Merge pull request #8 from pjdelport/hack-around-python-2-ascii

PiDelport · web-flow · commit 9aec8f80274e · 2017-09-20T20:32:14.000+02:00
Hack around Python 2 ASCII encoding bug / incompatibility
diff --git a/.coveragerc b/.coveragerc
@@ -2,6 +2,9 @@
 [run]
 branch = True
 
+# We seem to need timid mode to get correct results.
+timid = True
+
 source =
     src
     tests
diff --git a/src/backports/os.py b/src/backports/os.py
@@ -103,6 +103,9 @@ def _fscodec():
     import codecs  # Use codecs.lookup() for name normalisation.
     _HACK_AROUND_PY2_UTF8 = (sys.version_info < (3,) and
                              codecs.lookup(encoding) == codecs.lookup('utf-8'))
+    # Do we need to hack around Python 2's ASCII codec error handler behaviour?
+    _HACK_AROUND_PY2_ASCII = (sys.version_info < (3,) and
+                              codecs.lookup(encoding) == codecs.lookup('ascii'))
 
     # XXX backport: chr(octet) became bytes([octet])
     _byte = chr if sys.version_info < (3,) else lambda i: bytes([i])

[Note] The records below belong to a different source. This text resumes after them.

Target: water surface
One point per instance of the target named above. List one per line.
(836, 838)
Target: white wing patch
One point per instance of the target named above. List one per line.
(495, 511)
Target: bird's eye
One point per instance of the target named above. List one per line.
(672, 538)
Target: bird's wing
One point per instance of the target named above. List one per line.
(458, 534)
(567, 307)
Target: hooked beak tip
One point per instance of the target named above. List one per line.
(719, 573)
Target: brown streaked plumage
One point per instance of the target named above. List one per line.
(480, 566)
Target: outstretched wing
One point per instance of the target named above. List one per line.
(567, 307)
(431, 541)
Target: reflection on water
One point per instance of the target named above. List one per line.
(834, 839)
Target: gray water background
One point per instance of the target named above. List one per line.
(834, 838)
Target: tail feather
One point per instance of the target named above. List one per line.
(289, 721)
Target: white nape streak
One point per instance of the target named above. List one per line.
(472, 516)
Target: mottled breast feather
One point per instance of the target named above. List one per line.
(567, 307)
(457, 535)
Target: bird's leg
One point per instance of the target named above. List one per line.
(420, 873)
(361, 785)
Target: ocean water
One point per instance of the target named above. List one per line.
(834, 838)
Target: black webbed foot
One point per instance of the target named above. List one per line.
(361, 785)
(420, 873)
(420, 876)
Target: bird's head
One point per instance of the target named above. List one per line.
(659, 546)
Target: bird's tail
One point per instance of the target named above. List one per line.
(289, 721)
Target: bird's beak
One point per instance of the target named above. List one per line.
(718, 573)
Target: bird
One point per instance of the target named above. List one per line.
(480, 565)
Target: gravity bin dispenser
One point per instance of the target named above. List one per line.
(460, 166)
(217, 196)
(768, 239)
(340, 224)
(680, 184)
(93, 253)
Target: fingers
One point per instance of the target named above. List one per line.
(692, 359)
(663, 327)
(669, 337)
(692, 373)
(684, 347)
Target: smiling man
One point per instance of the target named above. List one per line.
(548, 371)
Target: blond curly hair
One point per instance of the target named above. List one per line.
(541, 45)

@@ -116,7 +119,7 @@ def fsencode(filename):
         if isinstance(filename, bytes):
             return filename
         elif isinstance(filename, _str):
-            if _HACK_AROUND_PY2_UTF8:
+            if _HACK_AROUND_PY2_UTF8 or _HACK_AROUND_PY2_ASCII:
                 # XXX backport: Unlike Python 3, Python 2's UTF-8 codec does not
                 # consider surrogate codepoints invalid, so the surrogateescape
                 # error handler never gets invoked to encode them back into high
@@ -125,6 +128,16 @@ def fsencode(filename):
                 # This code hacks around that by manually encoding the surrogate
                 # codepoints to high bytes, without relying on surrogateescape.
                 #
+                # As a *separate* issue to the above, Python2's ASCII codec has
+                # a different problem: it correctly invokes the surrogateescape
+                # error handler, but then seems to do additional strict
+                # validation (?) on the interim surrogate-decoded Unicode buffer
+                # returned by surrogateescape, and then fails with a
+                # UnicodeEncodeError anyway.
+                #
+                # The fix for that happens to be the same (manual encoding),
+                # even though the two causes are quite different.
+                #
                 return b''.join(
                     (_byte(ord(c) - 0xDC00) if 0xDC00 <= ord(c) <= 0xDCFF else
                      c.encode(encoding))
diff --git a/tests/test_extra.py b/tests/test_extra.py
@@ -4,8 +4,10 @@
 """
 from __future__ import unicode_literals
 
+import codecs
 import os as real_os
 import sys
+from functools import partial
 
 from backports import os
 
@@ -46,6 +48,14 @@
 UTF8_ENCODED_SURROGATE = b'\xed\xb0\x80'
 
 
+# Helper strategy: If the filesystem encoding is ASCII,
+# limit the set of valid text to encode to ASCII too.
+FILESYSTEM_IS_ASCII = codecs.lookup(sys.getfilesystemencoding()) == codecs.lookup('ascii')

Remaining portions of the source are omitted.